Top EPA official to be grilled over RFS management 

Source: Amanda Peterka, E&E reporter • Posted: Monday, June 15, 2015

U.S. EPA’s top air official this week will face tough questioning on her agency’s management of the federal renewable fuel standard.

Janet McCabe, the agency’s acting air chief, is scheduled to testify on the RFS before the Senate Homeland Security and Government Affairs Subcommittee on Regulatory Affairs and Federal Management.

The hearing Thursday will be the first time this year that a congressional committee has taken up the RFS. Likely to be front and center at the hearing are the struggles EPA has had with setting the yearly mandates for conventional ethanol and advanced biofuels through the RFS program.

Congress attached the renewable fuel standard to the Clean Air Act in 2007 as a means of increasing energy independence and lowering transportation’s carbon footprint. Through the program, refiners are required to use increasing amounts of renewable fuels, with the goal of having the amount of non-food advanced biofuels used in the country to eventually surpass corn ethanol.

While Congress laid out targets for biofuel use through 2022, the law requires EPA to issue an annual rulemaking to set the final mandates for most renewable fuels by Nov. 30 of the preceding year. The target for biodiesel is supposed to be set 14 months before the year begins.

EPA, though, has yet to issue final standards for 2014 or 2015 and is also late on the biodiesel targets for 2014, 2015 and 2016. The agency pulled back from a proposal last year calling for cuts to the 2014 mandates after receiving pushback and about 340,000 public comments.

Sen. James Lankford (R-Okla.), who chairs the Senate subcommittee, has been highly critical of the delays and has called for full repeal of the standard. Last December, he grilled McCabe at a hearing on the decision to withdraw the 2014 proposal and vowed to keep pressure on the agency over the issue.

“The renewable fuel standard mandates are unrealistic and have been mismanaged from the start,” he said in a May statement.

In an effort to put the program back on track, EPA late last month released a proposal that would set refiners’ biofuel mandates for 2014 through 2016, as well as the biodiesel target for 2017. The agency said it would finalize the targets by Nov. 30.

McCabe recently called the proposal an “ambitious” plan but one that was in line with market realities. It calls for increasing levels of biofuels, but falls shy of the numbers that Congress wrote into the 2007 statute.

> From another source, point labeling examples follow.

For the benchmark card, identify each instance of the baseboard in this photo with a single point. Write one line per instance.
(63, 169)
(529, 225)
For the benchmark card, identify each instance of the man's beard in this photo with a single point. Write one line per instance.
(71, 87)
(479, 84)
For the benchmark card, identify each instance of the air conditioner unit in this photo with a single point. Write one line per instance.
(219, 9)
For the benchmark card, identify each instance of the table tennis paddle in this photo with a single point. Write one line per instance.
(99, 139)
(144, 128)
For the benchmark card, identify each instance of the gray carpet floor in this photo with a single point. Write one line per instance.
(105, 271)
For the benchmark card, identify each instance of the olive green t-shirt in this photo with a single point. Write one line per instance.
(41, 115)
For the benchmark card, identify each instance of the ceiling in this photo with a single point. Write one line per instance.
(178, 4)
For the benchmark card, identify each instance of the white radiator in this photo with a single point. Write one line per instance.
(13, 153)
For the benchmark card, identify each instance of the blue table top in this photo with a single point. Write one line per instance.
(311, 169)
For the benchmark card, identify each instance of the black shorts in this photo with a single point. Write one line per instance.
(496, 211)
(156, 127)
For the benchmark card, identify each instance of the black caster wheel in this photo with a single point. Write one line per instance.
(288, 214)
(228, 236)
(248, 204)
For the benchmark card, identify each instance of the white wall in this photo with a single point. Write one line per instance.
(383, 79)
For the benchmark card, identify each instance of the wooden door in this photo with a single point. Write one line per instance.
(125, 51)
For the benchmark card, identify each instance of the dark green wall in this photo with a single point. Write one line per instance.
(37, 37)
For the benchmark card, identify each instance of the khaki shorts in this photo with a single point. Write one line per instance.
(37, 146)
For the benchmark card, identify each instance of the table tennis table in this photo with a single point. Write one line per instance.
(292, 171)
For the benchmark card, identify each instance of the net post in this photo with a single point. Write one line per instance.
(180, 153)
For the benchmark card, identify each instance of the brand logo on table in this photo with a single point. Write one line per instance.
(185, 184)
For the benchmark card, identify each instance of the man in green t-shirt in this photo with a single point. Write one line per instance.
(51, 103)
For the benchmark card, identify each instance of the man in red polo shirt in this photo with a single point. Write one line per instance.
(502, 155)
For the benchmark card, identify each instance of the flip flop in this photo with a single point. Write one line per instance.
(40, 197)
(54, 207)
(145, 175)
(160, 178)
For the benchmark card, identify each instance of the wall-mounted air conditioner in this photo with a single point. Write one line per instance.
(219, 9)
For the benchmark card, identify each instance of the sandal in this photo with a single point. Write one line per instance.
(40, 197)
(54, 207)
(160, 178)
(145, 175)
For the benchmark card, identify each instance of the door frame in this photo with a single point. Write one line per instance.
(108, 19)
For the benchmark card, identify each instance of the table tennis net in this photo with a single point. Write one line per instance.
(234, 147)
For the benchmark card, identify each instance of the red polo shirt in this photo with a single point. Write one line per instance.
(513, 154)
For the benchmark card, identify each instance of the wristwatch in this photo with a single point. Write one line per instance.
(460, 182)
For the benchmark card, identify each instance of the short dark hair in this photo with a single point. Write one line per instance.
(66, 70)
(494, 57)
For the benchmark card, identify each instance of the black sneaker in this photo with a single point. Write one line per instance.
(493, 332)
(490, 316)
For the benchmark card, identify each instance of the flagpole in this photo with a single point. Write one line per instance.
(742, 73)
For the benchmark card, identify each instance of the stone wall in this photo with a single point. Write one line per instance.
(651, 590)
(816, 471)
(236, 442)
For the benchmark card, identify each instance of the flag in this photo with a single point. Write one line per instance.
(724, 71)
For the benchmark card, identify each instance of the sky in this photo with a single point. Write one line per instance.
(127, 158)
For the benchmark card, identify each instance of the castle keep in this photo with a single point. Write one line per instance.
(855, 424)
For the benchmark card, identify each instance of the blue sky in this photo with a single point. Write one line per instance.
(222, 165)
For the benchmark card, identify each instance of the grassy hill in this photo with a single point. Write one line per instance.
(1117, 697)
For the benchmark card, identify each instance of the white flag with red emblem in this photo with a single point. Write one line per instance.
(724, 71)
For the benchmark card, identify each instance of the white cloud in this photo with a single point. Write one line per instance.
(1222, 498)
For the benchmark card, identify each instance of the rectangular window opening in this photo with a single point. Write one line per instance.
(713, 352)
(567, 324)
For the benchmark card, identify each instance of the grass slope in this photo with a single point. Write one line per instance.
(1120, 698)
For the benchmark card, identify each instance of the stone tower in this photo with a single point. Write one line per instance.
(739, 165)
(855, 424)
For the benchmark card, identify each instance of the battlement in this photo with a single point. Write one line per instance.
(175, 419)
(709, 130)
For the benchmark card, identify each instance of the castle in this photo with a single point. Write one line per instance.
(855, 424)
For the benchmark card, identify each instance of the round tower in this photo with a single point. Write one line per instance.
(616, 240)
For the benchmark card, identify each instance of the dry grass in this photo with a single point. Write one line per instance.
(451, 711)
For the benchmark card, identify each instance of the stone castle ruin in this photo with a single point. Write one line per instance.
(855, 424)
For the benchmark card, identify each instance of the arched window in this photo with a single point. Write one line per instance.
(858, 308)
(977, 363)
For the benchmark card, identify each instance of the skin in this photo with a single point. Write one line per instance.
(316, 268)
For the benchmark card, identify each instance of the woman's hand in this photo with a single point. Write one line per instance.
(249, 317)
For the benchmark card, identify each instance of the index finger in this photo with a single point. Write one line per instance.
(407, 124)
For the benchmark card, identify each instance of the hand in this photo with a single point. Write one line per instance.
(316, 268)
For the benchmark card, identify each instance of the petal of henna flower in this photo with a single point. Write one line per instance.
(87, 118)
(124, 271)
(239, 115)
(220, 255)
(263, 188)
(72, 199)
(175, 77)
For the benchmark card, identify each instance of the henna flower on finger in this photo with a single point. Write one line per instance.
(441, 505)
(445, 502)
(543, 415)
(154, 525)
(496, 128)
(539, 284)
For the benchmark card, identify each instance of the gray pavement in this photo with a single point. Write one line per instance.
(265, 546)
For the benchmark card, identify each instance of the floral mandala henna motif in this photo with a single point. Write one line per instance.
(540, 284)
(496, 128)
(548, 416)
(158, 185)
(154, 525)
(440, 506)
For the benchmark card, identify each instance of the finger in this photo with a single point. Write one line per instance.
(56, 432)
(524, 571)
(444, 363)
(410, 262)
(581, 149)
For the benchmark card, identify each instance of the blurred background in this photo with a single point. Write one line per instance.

“The proposed volumes reflect various factors in the market that convince us both that renewable fuels are being produced and used in increasing volumes and that there are limits to amounts of volumes that can be supplied,” McCabe said (Greenwire, May 29).

But the proposal — which was published last week in the Federal Register — has already come under fire by both biofuel producers and opponents of the RFS, and EPA faces an uphill road in the coming months to finalize it by Nov. 30. Industry watchers think the agency will face lawsuits as soon as it’s finalized.

Biofuel producers have complained that the targets lowball their expected production, while refiners say the proposal will cause them to breach the blend wall, or the technical limit to the amount of ethanol that can be used in gasoline, in 2016.

Lankford said the uncertainty over the annual mandates has created “great challenges for blenders and biofuel producers.”

EPA’s proposal “represents an unattainable increase in renewables into our gasoline supply over the next two years,” he said. “The EPA was tasked by a previous Congress to manage an unrealistic and unattainable program, and it is now Congress’ responsibility to pass legislation to unwind this mess.”

Subcommittee ranking member Heidi Heitkamp (D-N.D.), a strong supporter of the RFS, has also been critical of EPA’s handling of the program. Heitkamp says the agency’s delays have particularly hampered the biodiesel industry, which produces fuel out of soybean oil, used animal fats and cooking grease.

Schedule: The hearing is Thursday, June 18, at 9:30 a.m. in 342 Dirksen.

Witness: Janet McCabe, EPA acting assistant administrator for the Office of Air and Radiation.